Vous comprendrez donc
de Claudio Magris

Version moderne d’Eurydice, ce roman est formidable. Une femme décédée a reçu la permission exceptionnelle de rejoindre l’homme qu’elle a aimé. Elle décide de ne pas en profiter. Elle s’en explique dans un long monologue à un certain « Président ». Elle lui raconte l’amour, le quotidien, leur histoire.
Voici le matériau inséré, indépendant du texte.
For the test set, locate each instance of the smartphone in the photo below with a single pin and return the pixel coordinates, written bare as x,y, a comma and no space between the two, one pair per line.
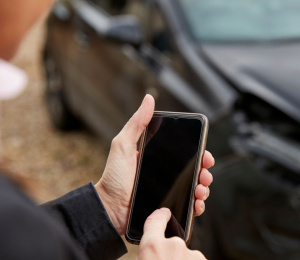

Mais aussi, l’amour au-delà de la mort, le désir, le besoin presque maladif de savoir.
Je n’ai certainement pas assez de recul pour bien parler de ce livre, mais, quand on sait que la femme de Claudio Magris est décédée d’un cancer, on comprend pourquoi tout est si fluide, le bon mot pour le bon sentiment… on y ressent toute la brutalité de la vie, tout ce que la douleur peut engendrer chez un être humain, sans pour autant tomber dans le pathos. Il y a des moments où on ne peut s’empêcher de sourie d’ailleurs !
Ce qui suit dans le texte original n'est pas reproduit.